_ CHAPTER XXIV. THE LOST SOULS' TREASURE
On a certain bright February morning Ben Hallock puffed up the Calle Rivera and across the plaza of Limasito as fast as his battered jitney could carry him and rushed into Baggott's hotel with an anticipatory gleam in his heavy eyes.
"Hey, Jim! I got your message and I come a-hummin'!" he announced. "What is it? Vigilance Committee?"

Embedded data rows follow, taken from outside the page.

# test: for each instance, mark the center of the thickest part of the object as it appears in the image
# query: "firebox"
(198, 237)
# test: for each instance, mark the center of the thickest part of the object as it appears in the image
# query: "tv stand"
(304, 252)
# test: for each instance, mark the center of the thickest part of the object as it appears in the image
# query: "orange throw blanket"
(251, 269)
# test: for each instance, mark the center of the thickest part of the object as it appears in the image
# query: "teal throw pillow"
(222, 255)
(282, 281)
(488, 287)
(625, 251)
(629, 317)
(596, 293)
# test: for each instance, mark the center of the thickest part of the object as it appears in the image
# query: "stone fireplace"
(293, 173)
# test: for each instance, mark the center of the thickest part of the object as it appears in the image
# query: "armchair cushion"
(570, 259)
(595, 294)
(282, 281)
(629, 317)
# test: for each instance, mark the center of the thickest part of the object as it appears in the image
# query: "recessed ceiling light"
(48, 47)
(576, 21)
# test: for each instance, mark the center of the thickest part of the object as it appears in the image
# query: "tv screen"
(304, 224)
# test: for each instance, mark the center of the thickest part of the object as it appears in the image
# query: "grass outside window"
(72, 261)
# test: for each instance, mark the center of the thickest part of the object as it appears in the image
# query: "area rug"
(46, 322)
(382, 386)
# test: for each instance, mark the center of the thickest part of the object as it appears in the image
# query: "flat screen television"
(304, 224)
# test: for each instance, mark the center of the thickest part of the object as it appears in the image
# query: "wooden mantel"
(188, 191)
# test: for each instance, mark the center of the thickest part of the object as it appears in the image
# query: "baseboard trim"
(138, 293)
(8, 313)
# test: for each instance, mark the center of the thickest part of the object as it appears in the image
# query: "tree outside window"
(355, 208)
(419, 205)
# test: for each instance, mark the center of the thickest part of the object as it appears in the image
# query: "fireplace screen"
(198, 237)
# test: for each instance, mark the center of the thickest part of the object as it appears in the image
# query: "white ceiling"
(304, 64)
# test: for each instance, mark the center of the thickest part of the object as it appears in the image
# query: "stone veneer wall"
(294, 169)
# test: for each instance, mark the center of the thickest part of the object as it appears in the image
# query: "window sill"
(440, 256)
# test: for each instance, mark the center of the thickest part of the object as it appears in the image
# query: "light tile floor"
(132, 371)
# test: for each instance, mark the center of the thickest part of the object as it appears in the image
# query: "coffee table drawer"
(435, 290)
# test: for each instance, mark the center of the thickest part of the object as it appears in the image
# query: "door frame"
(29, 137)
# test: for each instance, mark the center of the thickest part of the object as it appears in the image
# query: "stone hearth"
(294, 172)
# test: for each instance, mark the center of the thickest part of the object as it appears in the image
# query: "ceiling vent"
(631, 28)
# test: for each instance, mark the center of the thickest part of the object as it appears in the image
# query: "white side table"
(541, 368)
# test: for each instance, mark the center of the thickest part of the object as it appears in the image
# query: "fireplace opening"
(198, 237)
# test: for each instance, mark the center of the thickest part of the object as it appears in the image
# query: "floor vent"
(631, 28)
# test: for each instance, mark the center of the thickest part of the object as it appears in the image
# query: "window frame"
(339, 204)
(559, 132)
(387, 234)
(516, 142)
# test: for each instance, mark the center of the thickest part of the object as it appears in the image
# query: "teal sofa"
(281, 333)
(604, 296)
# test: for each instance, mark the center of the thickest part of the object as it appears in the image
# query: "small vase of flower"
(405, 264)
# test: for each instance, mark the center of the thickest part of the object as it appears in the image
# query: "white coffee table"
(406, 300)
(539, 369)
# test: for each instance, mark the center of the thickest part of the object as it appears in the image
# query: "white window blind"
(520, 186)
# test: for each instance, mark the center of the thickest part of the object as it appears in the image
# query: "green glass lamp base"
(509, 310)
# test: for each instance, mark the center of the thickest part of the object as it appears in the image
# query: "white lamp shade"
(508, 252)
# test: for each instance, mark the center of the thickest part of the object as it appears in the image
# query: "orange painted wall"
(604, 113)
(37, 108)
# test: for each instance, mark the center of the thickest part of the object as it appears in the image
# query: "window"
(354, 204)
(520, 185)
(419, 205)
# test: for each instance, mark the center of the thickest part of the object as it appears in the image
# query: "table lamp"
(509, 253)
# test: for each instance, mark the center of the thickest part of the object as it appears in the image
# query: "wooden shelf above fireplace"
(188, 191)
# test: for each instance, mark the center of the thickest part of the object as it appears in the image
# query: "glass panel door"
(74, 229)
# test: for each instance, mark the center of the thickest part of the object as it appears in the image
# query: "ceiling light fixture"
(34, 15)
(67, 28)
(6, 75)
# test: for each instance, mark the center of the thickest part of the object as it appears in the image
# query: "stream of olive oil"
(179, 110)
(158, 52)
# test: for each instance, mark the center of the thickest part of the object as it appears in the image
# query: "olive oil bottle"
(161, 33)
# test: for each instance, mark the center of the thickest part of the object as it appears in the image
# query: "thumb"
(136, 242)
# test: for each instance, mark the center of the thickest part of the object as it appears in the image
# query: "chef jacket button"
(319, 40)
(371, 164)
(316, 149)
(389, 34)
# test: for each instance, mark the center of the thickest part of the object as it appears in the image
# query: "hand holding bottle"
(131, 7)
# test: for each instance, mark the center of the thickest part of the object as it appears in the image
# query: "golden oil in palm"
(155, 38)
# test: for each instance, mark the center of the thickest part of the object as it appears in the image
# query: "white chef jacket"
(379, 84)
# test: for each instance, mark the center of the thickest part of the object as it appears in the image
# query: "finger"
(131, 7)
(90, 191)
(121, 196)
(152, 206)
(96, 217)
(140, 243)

"Sort of!" Jim Baggott fairly pranced from behind the bar, his round face shining with excitement. "Here's a gentleman from New York, old friend of yours."
Ben Hallock turned to find himself facing an elderly personage with an impressively pointed gray beard and keen eyes behind gold-rimmed pince-nez.
"Jumping Jehosaphet! If it ain't Perry Larkin!" Ben pumped the stranger's hand energetically. "Mighty glad to see you, Sir! Your engineer, Kearn Thode, called on me last fall; fine young feller he is, too! You heard about what he did when El Negrito came?"
"Yes, Hallock, but I'm even more proud of him to-day!" The keen eyes sparkled. "I want you to meet a--er--a confrere of mine, Mr. Morrissey."
Honest Dan, late taxi'-driver and amateur detective, purpled with embarrassment as he rose and shook hands, but his eyes, too, were dancing.
Ben nodded to Henry Bailey, his ranch neighbor and the only other occupant of the bar, and then turned again to Jim Baggott.
"Now perhaps you'll tell me what in thunder the racket is about! I'd have come to meet Mr. Larkin without you hinting at a lynchin' party!"
"Just you say what you'll have and hold your horses!" Jim chuckled. "I'm acting under instructions, the same that brought Mr. Larkin and this-here young man down from New York, and Hen Bailey in from his hacienda; the orders of Gentleman Geoff's Billie, by God!"
"Billie! She ain't--you don't mean she's comin' back?" Ben cried joyfully. "I told you she wasn't the kind to forget her old friends in spite of the grand life she's walked into! I knew she'd come back to see us----"
"It is business which brings her now, Hallock, and grim business, too," Mr. Larkin interposed. "She wanted you and Henry here as her friends and witnesses, and there's apt to be a rather ugly scene."
"Do you mean she's coming right now, that she's here?" Ben Hallock touched his hip significantly. "I've come heeled for any kind of a little party that's liable to be sprung, but I little thought Billie'd be mixed up in it. What's the matter? Anybody been tryin' to stack the cards on her?"
"The dirtiest, crookedest game that was ever pulled!" Jim smote the bar a blow which made the glasses tinkle. "But she'll beat 'em to it yet, or she wouldn't be Gentleman Geoff's girl! She ain't here now, but we expect her any minute and when she comes the fun'll start."
As if in answer the hum and whirr of two high-powered motors chugging in unison stole upon the air and rapidly increased in volume. Ben craned his neck from the window and then turned disappointedly.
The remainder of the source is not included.